Niall Ferguson, seorang sejarawan, tidak hanya mencari pandangan dari para pakar ekonomi tetapi juga berkonsultasi dengan sejarawan.
Para sejarawan ini mengatakan, “Jika semua faktor yang disebutkan ada, terutama jika mayoritas populasi adalah muda (berusia 18-30 tahun) dan harga makanan naik, ancaman dapat eskalasi menjadi revolusi, kekacauan sosial, atau perang saudara.”
Ferguson mencatat, ‘Hal ini sedang terjadi di Timur Tengah.’ Dia mengaitkan Musim Semi Arab dengan kondisi ini. Instabilitas di Timur Tengah telah dipicu oleh faktor-faktor ini.
Kita harus bertanya pada diri sendiri: Apakah elemen-elemen ini hadir di Indonesia saat ini?

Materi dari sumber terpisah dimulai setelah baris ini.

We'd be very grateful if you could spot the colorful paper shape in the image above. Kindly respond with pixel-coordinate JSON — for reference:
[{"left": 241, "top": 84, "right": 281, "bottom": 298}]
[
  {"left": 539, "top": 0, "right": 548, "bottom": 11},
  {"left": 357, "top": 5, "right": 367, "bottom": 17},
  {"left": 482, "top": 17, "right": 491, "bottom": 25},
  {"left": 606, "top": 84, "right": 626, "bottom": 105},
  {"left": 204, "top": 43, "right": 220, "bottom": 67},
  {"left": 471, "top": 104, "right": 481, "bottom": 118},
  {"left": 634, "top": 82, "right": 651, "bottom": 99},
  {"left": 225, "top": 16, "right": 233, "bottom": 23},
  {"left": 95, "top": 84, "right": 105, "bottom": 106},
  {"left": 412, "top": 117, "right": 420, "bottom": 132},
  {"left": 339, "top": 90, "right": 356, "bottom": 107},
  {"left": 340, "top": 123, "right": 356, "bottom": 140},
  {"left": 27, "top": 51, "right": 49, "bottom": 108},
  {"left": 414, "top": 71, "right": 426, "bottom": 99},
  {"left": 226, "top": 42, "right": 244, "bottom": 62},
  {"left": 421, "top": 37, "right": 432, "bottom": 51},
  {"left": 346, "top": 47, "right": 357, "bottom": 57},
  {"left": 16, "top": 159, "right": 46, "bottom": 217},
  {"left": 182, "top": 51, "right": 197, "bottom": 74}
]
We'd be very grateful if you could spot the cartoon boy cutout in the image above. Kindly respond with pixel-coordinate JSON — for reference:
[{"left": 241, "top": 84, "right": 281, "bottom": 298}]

Pertimbangkan hal ini: jika setiap desa memiliki 10 anak muda yang tidak sekolah berusia 15-22 tahun, dan dengan adanya 80.000 desa, totalnya 800.000 orang muda yang tidak pasti akan masa depan mereka. Mereka menyaksikan orang tua mereka berjuang; beberapa mengumpulkan kayu atau memotong rumput untuk membantu namun mendapatkan sedikit uang. Pada usia yang penuh potensi, mereka kekurangan tujuan dan harapan. Hidup tanpa harapan bersifat berisiko—mereka rentan dieksploitasi oleh orang-orang dengan niat jahat.
Inilah sebabnya mengapa saya menekankan pentingnya kewaspadaan.
Sejarah mengajarkan kita bahwa kerusuhan, revolusi, dan perang saudara dapat dipicu oleh beberapa faktor:
1. Inflasi
2. Kenaikan harga makanan
3. Lonjakan populasi
4. Kenaikan pengangguran
5. Ketimpangan pendapatan
6. Radikalisme ideologis
7. Korupsi
Hampir semua kondisi ini hadir di Indonesia saat ini. Dengan koefisien Gini sebesar 0,36, katalisator yang tepat dapat menjatuhkan negara ke dalam kekacauan yang berkepanjangan. Kita harus tetap waspada.